HERD ABOUT IT?
by Ana Grarian
A bitter cold night leaves me restless. Too many years of listening for trouble I guess. On the farm cold with wind, especially when there is minimum snow cover means trouble. Most common is pipes freezing. If the cows don’t get up to drink often enough during the night, the most vulnerable water buckets will freeze.
It might be the one at the end of the line, or one where a draft comes through a cracked window. If your lucky, you just have to thaw it in the morning, and hopefully it didn’t crack a pipe, or bust a valve. If you are unlucky, it did both of those things, and thawed, before you got to it. Or the thirsty cow has messed with it enough to break it off.

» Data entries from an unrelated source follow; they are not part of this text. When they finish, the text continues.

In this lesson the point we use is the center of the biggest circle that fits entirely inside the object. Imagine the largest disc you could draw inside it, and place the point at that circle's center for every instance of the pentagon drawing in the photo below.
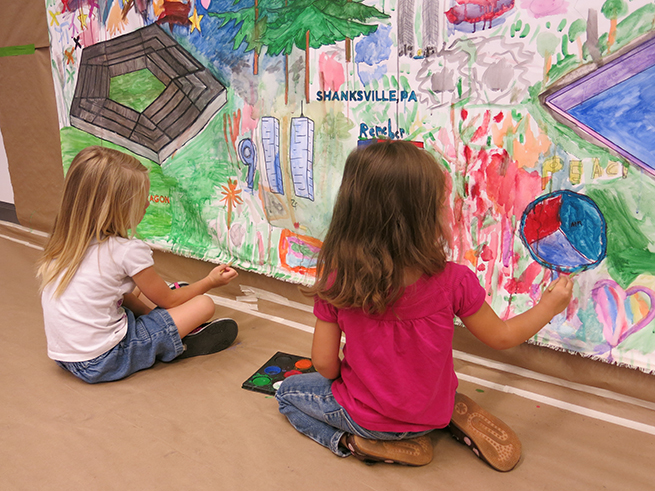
(190, 98)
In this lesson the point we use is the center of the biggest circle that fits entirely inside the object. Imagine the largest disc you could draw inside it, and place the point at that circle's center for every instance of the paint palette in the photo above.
(282, 365)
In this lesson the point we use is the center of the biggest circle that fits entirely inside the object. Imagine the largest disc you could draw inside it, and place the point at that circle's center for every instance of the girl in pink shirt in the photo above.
(384, 282)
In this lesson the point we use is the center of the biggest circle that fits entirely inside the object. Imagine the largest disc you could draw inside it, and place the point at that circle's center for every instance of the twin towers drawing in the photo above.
(301, 156)
(190, 98)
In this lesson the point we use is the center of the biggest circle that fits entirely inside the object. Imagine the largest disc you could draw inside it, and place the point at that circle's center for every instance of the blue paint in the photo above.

When this happened I would wake to the sound of the water pump running too long, and know we were headed to the barn to shovel out the water. Hopefully, we got there soon. Maybe just the gutter was full of water. Hopefully the cow was not too wet, and the calves tied up front were still dry. In any case it meant a morning slogging with wet straw and manure, before we were able to start the already tough job of daily chores.
At our first farm we started without running water. We had heavy rubber buckets that would withstand being beaten to break the ice free. A pile of mini ice bergs would form outside where we broke them all free.
Winter chores in bitter cold are more onerous in many ways. First is the many layers of clothes which make movement more difficult. Now, in a stanchion barn like ours, the main barn is usually pretty warm, and work will have you stripping your outer layers off. At least until you have to open the barn door to bring in feed or take out manure.
Tractors and other equipment are more likely to break or not start in bitter cold. Nothing like trying to work with jumper cables in multiple layers of mittens.
And of course, for some reason, animals have a tendency to drop their young during extreme weather. I’m not sure why nature works like that. Having babies due during a cold snap means extra trips to the barn to check on things when you would like the opportunity to hunker down with a warm quilt yourself.
Shoveling our sidewalk in -2F degrees this morning I wondered if maybe I didn’t really miss the farm life after all. No. No. I still miss it. Weather presents a challenge, but I was also privy to a lot of beauty, that given the chance to stay snug inside, I would not have witnessed. And, there is something cozy about a barn. When everyone has fresh bedding and the critters are contentedly chewing their food, there is a snug and peaceful comraderie in the barn, (jeez, I can see this just like I was there. The cats drinking fresh warm milk just outside the milk house door. The steam coming from the cows breathing. I can see them pulling at and chewing their hay. I can even hear the satisfied grunts of a sow as she stretches out for her litter, and their happy and quarrelsome squeals. The horse at the pasture fence waiting for his grain. And for me a hearty breakfast to be had, back at the house.)